The Marlins have only signed one player to a Major League contract so far this offseason, Jean Segura, but the stove is getting hotter than Miami in the summertime. While Bryan Reynolds and Pablo López trade rumors continue, two new names have recently popped up that would reinforce Miami’s pitching.
Yes, a team that is known for developing great arms is in talks to potentially sign two veterans with strong resumes. Johnny Cueto and Aroldis Chapman, who rose to prominence as teammates on the 2010-2015 Cincinnati Reds, could reunite for the 2023 season and continue their successful MLB careers with the Marlins.
These two pitchers had different fortunes during the 2022 season. Cueto rejuvenated his career, posting a 118 ERA+ in Chicago that was identical to his overall career mark. As for Chapman, it was by far his worst MLB campaign in every statistic possible. He was booed out of the Bronx and didn’t even factor into their postseason run.
It’s time to make the case for why the Marlins should sign Cueto and Chapman.
Cueto put up some awesome numbers during the 2022 season with the Chicago White Sox. In a few key pitching statistics, he was actually comparable to Pablo López.
Guess the Player (2022 stats)— Grant Kiefer (@KieferMedia) January 7, 2023
Who would you rather have?
Player A was Pablo, while Cueto was Player B. The vast majority of poll respondents favored Player B.

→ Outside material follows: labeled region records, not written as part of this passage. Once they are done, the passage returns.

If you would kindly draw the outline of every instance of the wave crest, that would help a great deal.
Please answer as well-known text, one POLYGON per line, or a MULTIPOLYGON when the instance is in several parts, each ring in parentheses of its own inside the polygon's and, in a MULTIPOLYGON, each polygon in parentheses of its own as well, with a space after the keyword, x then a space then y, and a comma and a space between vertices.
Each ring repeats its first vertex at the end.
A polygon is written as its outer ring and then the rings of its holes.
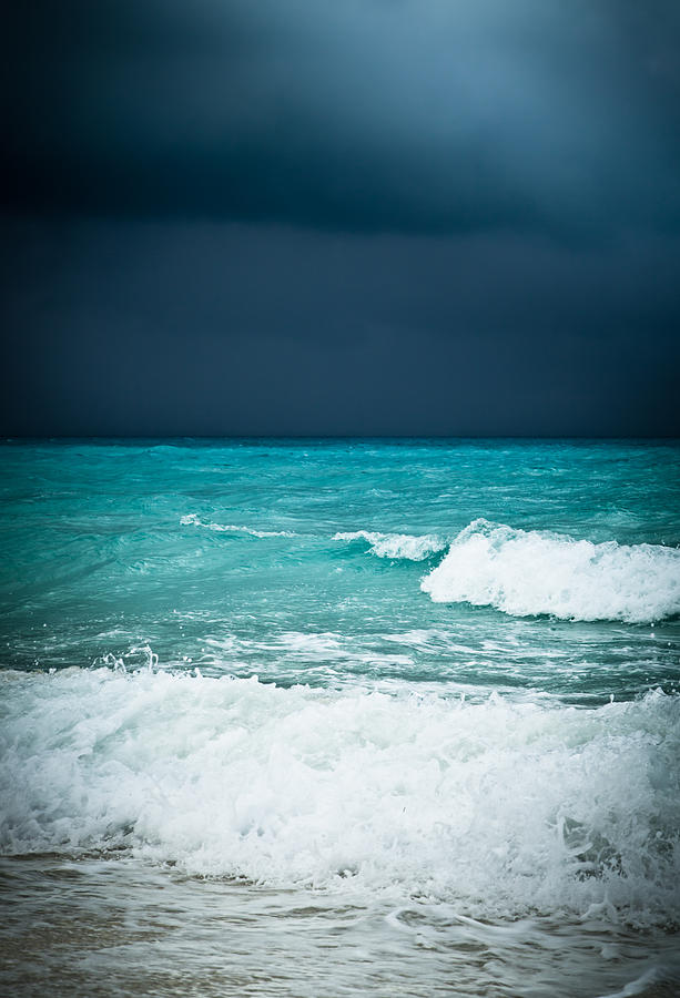
POLYGON ((420 588, 437 603, 515 617, 645 623, 680 613, 680 550, 592 543, 475 520, 420 588))
POLYGON ((236 527, 233 523, 204 523, 197 513, 185 513, 181 517, 182 527, 203 527, 204 530, 216 530, 219 533, 245 533, 248 537, 295 537, 290 530, 255 530, 253 527, 236 527))
POLYGON ((4 673, 0 851, 427 894, 483 917, 680 913, 680 699, 591 711, 99 669, 4 673))
POLYGON ((435 533, 415 537, 410 533, 379 533, 374 530, 354 530, 335 533, 333 540, 365 540, 371 544, 373 554, 378 558, 404 558, 408 561, 424 561, 430 554, 443 551, 446 541, 435 533))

Why is that comparison significant? The Marlins have been shopping Pablo around recently as he fast approaches the end of his club-controlled years. Hitting is absolutely still a need for Miami, and Pablo can be used to fetch a bat or two to bolster the lineup. If Miami were to trade Pablo, trade one of Trevor Rogers or Edward Cabrera in a package for Bryan Reynolds, and sign Cueto, here’s what the Opening Day rotation could look like:
- Sandy Alcantara
- Jesús Luzardo
- Trevor Rogers/Edward Cabrera
- Johnny Cueto
- Braxton Garrett/Dan Castano
This doesn't even include potential midseason call-ups Eury Pérez and Jake Eder, the former being one of the most hyped pitching prospects in recent memory. Cueto could serve as a mentor to some of the younger pitchers. If he doesn’t live up to expectations, or if the team as a whole fails to contend again, just trade him at the deadline. The Marlins are no strangers to that strategy. Whatever salary they pay to Cueto would be largely offset by a Pablo trade—he’s owed approximately $5.6 million in arbitration, MLB Trade Rumors projects.
All in all, another Dominican former All-Star would give the Marlins the flexibility to construct a more complete roster.

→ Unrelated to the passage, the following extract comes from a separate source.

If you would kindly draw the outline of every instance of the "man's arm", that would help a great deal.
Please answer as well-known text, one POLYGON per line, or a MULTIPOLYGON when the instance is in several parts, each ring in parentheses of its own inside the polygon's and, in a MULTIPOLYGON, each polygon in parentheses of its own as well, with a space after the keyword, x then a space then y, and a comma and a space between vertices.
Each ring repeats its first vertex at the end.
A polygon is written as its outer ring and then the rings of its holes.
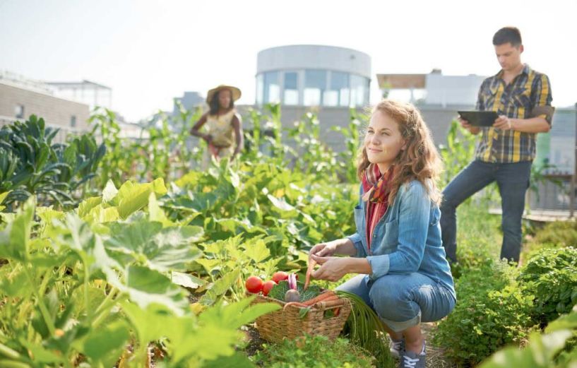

As previously mentioned, Chapman was not good in 2022. That’s putting it nicely. A once-dominant closer accustomed to getting 30-plus saves per season converted only nine for the Yankees, struggling in the high-leverage situations that he used to thrive in. At age 34, he had his lowest average fastball velocity ever. Repeating that performance wouldn’t be of much help to a struggling Marlins bullpen, but there’s hope Miami can fix him.

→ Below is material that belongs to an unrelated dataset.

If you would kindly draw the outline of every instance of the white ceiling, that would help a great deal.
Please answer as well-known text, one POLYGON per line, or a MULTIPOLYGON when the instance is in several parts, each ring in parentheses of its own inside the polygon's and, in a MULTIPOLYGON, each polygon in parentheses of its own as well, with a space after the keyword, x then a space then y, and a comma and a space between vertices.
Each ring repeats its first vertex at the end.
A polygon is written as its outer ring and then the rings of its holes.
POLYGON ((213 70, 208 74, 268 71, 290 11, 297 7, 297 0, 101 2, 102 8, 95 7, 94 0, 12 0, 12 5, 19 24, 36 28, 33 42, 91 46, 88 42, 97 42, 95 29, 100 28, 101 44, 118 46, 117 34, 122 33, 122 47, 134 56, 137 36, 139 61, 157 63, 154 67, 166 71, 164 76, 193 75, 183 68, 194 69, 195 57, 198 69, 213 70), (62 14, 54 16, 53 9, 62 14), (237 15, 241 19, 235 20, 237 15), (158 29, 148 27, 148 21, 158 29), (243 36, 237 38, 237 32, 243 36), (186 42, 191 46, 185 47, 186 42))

Chapman’s Hall of Fame-worthy career is winding down and his playing opportunities are dwindling. He certainly won’t be returning to the Bronx after burning that bridge with his unprofessional conduct at the end of the season. It’s entirely possible that “The Cuban Missile” starts the 2023 campaign without a job, but the Marlins do have some interest.
Chapman lives in Miami during the offseason and the Marlins lack a strong internal option to serve as their closer (Dylan Floro would be the frontrunner). If they were to offer him a contract, he could stay close to his loved ones and surround himself with adoring fans. It’s no secret that Miami loves its Cuban players—mostly notably José Fernández and most recently Jorge Soler—and Chapman is one of the biggest names that the island has ever produced.
Pitching coach Mel Stottlemyre Jr. would have a field day with a flame-throwing reliever like Chapman. If he doesn’t work out, the Marlins should be able to walk away without much hesitation. Chapman made $16 million annually under the terms of his previous extension, but could be had for a fraction of that price if other MLB teams decline to get involved in the bidding.
New Marlins manager Skip Schumaker played with both Chapman and Cueto from 2014-2015 in Cincinnati. Earlier that decade, the Reds were fairly successful with Chapman and Cueto on their roster, winning the NL Central twice and appearing in the 2013 NL Wild Card Game.
Schumaker has often talked about bringing a shift in culture to Miami’s clubhouse, and his coaching staff hires back the claim up. While there isn’t anything out there about the trio’s relationship, could Skip bring in two of his former teammates to help add to this new era in Marlins baseball?